Eye Test: Princeton’s E.W. Gould shows off his headgear (said to be of his own design) on December 21, 1921.
First hockey goaltender to wear a mask?
It’s a question that has diverted many a hockey researcher, including some here on the Puckstruck campus. This is well back beyond NHL pioneers Jacques Plante and Clint Benedict we’re talking now, before Elizabeth Graham and Corinne Hardman, pre-Eddie Giroux. The 2020 findings of hockey historian Eric Zweig, who’s done the digging, are as definitive as you’re going to come across. He settles us on Ev Marshall, of Calgary, who did the sensible thing and masked up in a game in 1899.
Next question: where to look if we’re seeking the first photograph of a hockey mask and the player who wore it?
While we do have images of both Hardman and Giroux, from 1916 and 1907 respectively, they show goaltenders only, no masks.
So this might well be it, hereabove, from 1921.
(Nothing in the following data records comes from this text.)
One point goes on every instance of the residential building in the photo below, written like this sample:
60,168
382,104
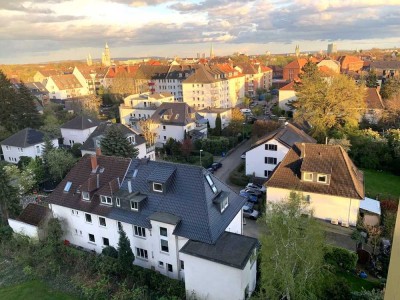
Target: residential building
78,130
93,142
264,155
327,178
66,86
141,106
26,142
176,120
178,218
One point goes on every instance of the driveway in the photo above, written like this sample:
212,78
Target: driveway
230,162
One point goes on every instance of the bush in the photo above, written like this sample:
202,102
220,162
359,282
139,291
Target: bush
340,258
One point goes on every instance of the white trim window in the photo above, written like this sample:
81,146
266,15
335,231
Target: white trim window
106,200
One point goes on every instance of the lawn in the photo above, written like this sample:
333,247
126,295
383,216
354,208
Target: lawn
382,184
32,290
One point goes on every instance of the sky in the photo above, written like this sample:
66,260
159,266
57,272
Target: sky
50,30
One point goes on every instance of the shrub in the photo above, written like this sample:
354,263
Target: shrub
340,258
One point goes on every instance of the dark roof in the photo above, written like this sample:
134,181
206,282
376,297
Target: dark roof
25,138
34,214
174,113
89,145
187,196
81,123
230,249
109,169
345,179
287,135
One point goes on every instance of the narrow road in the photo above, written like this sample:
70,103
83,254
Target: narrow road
230,162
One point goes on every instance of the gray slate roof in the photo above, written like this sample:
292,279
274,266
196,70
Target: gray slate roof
89,145
25,138
80,123
230,249
188,196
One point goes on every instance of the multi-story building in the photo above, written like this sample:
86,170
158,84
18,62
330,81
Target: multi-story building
181,221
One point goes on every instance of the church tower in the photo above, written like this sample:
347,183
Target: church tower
89,61
106,57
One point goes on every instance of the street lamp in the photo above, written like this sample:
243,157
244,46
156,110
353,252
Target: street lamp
201,150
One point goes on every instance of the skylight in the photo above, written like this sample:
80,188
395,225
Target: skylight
67,186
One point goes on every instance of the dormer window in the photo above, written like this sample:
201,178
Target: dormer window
308,176
106,200
85,196
157,187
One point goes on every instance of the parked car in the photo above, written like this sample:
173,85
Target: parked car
249,197
249,212
256,186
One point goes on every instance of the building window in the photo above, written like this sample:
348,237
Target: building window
267,173
102,221
91,238
134,205
169,267
141,253
106,200
85,196
322,178
139,231
88,218
271,160
308,176
164,246
271,147
157,187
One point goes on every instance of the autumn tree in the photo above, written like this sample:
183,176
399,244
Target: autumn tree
114,143
328,106
290,268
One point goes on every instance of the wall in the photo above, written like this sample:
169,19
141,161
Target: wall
255,158
326,207
23,228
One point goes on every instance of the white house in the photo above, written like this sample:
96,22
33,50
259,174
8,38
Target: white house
78,130
26,142
93,142
164,208
328,179
263,156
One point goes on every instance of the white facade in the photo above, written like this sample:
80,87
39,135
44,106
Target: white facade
325,207
72,136
209,280
263,159
13,154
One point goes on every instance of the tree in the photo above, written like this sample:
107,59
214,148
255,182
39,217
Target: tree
114,143
218,125
60,162
125,254
9,199
371,80
290,268
329,106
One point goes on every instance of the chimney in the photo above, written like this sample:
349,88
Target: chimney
129,186
93,161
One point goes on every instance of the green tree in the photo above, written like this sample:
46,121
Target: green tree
60,162
371,80
218,125
8,198
125,254
114,143
329,106
290,268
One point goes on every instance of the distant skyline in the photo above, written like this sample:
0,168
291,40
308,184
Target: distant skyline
53,30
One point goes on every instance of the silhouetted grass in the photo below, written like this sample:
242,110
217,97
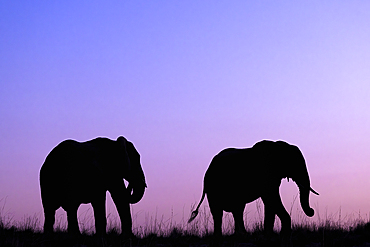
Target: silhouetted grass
157,231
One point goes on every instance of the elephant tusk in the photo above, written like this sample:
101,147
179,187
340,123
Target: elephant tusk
313,191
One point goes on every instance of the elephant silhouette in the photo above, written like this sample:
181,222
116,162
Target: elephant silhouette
81,172
236,177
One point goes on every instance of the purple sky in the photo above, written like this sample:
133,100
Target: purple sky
183,80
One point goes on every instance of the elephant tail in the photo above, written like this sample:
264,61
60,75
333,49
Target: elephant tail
196,211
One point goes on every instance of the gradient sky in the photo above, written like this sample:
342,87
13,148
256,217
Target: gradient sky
182,81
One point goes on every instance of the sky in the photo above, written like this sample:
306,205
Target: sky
183,80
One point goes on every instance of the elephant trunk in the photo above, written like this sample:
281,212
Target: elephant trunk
137,192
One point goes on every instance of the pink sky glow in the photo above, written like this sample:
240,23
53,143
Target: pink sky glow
183,81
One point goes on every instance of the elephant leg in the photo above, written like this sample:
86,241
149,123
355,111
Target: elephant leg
49,215
217,213
72,220
274,206
123,209
269,214
239,222
286,221
99,215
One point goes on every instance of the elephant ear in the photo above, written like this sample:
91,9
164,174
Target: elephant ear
122,142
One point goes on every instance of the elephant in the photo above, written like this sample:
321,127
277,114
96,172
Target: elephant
82,172
236,177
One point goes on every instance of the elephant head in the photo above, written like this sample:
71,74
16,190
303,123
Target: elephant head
288,162
134,175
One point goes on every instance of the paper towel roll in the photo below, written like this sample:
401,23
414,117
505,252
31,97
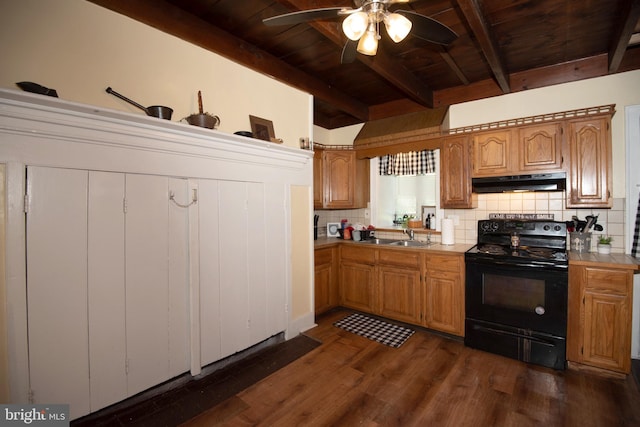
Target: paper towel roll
447,232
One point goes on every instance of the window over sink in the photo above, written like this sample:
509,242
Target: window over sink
393,196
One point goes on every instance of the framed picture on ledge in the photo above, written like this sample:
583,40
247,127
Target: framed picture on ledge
262,128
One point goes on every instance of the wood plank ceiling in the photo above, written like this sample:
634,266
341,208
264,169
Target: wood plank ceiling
503,46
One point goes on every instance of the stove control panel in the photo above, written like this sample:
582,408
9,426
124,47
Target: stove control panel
522,227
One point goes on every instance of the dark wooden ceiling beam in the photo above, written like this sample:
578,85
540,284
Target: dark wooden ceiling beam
382,63
628,20
167,18
480,27
586,68
454,66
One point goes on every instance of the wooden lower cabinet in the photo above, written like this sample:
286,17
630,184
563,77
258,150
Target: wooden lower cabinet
444,293
399,285
358,278
388,282
325,279
599,321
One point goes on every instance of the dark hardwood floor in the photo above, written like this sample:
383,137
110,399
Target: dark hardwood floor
348,380
429,381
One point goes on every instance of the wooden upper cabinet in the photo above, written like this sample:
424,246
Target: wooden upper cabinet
590,167
318,193
492,153
340,180
540,147
455,179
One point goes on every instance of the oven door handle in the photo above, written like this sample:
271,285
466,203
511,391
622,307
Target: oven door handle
514,334
537,264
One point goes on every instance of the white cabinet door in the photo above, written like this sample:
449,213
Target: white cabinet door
277,258
147,286
252,263
178,265
234,264
267,260
209,245
57,287
106,287
156,276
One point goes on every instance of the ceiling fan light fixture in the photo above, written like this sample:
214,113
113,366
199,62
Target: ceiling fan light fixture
355,25
368,44
398,27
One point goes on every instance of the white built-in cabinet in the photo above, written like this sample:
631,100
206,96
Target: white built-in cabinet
144,249
242,281
108,279
107,285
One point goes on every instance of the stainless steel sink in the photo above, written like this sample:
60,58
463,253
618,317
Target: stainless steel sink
378,241
407,243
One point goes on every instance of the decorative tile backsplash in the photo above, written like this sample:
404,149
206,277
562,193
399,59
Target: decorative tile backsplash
612,220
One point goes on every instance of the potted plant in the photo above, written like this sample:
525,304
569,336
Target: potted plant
604,244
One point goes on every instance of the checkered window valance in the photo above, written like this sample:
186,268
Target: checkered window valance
411,163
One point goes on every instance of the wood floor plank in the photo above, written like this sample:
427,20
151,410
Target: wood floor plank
430,380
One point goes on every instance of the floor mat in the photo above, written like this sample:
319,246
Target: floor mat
376,330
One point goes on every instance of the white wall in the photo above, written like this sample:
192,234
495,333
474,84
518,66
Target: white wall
79,48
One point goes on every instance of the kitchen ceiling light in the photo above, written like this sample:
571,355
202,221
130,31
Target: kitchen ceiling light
368,44
397,26
355,25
The thing is, this isn’t a goaltender we’re facing: E.W. Gould was a defenceman for Princeton University’s hockey team. I haven’t tracked his university record or found much in the way of a civilian biography, but his hockey file is … also thin. I haven’t even been able to glean a full first name. He may only have played a single season with the Tigers, over the winter of 1921-22, when he seems to have seen duty mostly as a substitute.
Gould’s mask got some play that winter, even if he didn’t: this photograph appeared in newspapers across the United States that winter, mostly as a standalone, the novelty of the mask was enough, no need for a whole story. While (to me) it looks like it might be a baseball mask, contemporary captions explain that Gould invented his rig himself.
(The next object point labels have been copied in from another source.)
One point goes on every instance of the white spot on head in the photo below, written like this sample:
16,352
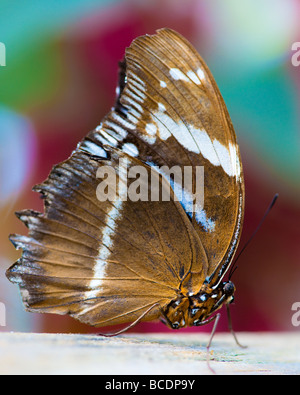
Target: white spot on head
193,77
94,149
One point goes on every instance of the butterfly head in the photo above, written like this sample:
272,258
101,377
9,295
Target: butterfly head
196,309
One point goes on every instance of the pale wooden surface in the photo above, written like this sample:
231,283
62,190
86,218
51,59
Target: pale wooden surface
169,354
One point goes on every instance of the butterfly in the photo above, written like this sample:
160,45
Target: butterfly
121,260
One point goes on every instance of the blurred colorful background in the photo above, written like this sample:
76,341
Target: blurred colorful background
59,81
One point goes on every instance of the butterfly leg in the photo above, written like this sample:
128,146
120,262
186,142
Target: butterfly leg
231,329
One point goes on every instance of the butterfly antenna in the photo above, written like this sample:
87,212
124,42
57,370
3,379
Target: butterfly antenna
234,267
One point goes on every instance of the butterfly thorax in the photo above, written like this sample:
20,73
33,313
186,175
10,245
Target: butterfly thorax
194,310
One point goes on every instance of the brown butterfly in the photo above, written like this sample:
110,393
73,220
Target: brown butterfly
129,260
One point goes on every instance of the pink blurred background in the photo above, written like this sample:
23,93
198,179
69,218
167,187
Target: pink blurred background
59,81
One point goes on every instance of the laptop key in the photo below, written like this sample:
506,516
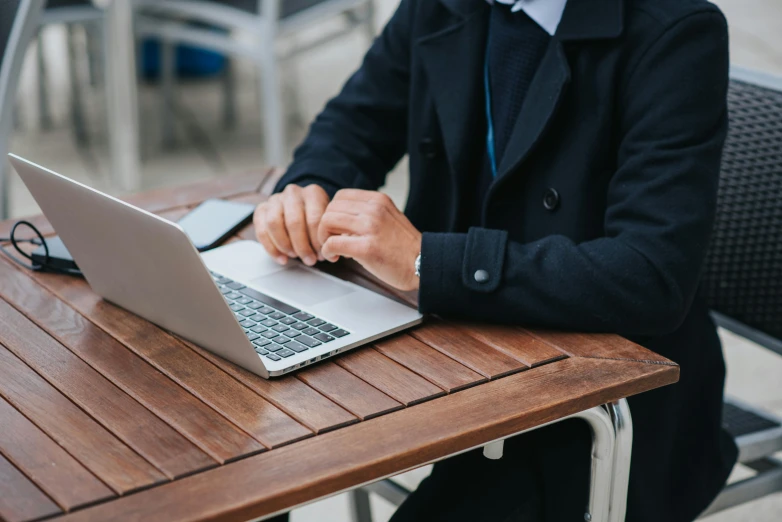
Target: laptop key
308,341
296,347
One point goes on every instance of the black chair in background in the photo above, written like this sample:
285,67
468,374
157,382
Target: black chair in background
743,274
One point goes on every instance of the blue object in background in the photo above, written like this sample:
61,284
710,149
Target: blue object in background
190,61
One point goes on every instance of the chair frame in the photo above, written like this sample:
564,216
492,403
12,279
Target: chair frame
157,18
25,25
612,444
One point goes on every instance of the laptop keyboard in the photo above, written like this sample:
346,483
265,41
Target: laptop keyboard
276,330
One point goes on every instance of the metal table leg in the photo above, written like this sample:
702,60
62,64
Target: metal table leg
612,444
122,96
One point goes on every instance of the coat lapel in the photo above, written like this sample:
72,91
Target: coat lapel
453,59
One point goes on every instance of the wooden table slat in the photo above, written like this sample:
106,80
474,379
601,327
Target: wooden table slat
514,342
190,416
337,460
346,389
289,394
388,376
50,467
115,464
429,363
467,350
248,410
20,500
128,420
607,346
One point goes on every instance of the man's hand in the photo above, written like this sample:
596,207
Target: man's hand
287,223
366,226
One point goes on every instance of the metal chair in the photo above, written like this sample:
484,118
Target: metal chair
743,273
18,23
264,21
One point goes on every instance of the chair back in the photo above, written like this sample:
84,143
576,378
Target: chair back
743,273
18,23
As it turns out, Gould wasn’t the only one wearing a mask that year: his teammate (and captain), Princeton goaltender Gene Maxwell, sported one of similar design. That’s him above, in 1922, and then in the back row of the team grouping below from Lake Placid, with Gould and his mask kneeling up front.
While Gould may well have donned his mask as a measure of prudent protection, Maxwell wore glasses behind his. He had recent precedent to draw on in this regard: in 1915, Boston A.A. goaltender Ollie Chadwick used what looks like — see an artistic impression below — a pair of motorcycling or aviator’s goggles.
I guess they did work, insofar as Chadwick could have been even more painfully injured if he hadn’t been wearing them. Playing against Hobey Baker and his New York St. Nicholas team in March of ’15, Chadwick took a stick to the eyes. “The Boston goal tender plays with glasses,” the Boston Daily Globe detailed; “these broke and the player was badly cut.” He was patched and returned to his goal — without the glasses.
(Sad to say, Chadwick was killed in action at the age of 28 in 1917, while serving with the Lafayette Flying Corps over Belgium. Baker was with the U.S. Army Air Service when he died in a crash in France just over a year later. He was 26.)
Since we’re skating American ice, it’s worth noting that Chadwick wasn’t the first to wear headgear there. In February of 1911, New York A.C. captain Riley Casselman hit the ice against Crescent A.C wearing a baseball catcher’s mask — “much to the bewilderment of the fans,” as one local newspaper noted.
Casselman, who hailed from Morrisburg, Ontario, was no goaltender, either: in the old seven-man game, he was a free-wheeling rover. Those fans in New York came around to his way of seeing things, I guess: “Some said,” the report continued, “they didn’t see why all the players weren’t equipped with masks, especially when a rough game for the amateur league championship was on tap.”
Whether Gould’s 1921 half-mask was of his own design or not, it does seem to have made a lasting impression, to the point that the apparatus that Franklin Farrell wore a decade later while tending goal for the 1932 U.S. Olympic team — images here — looks like it could have been the very same model.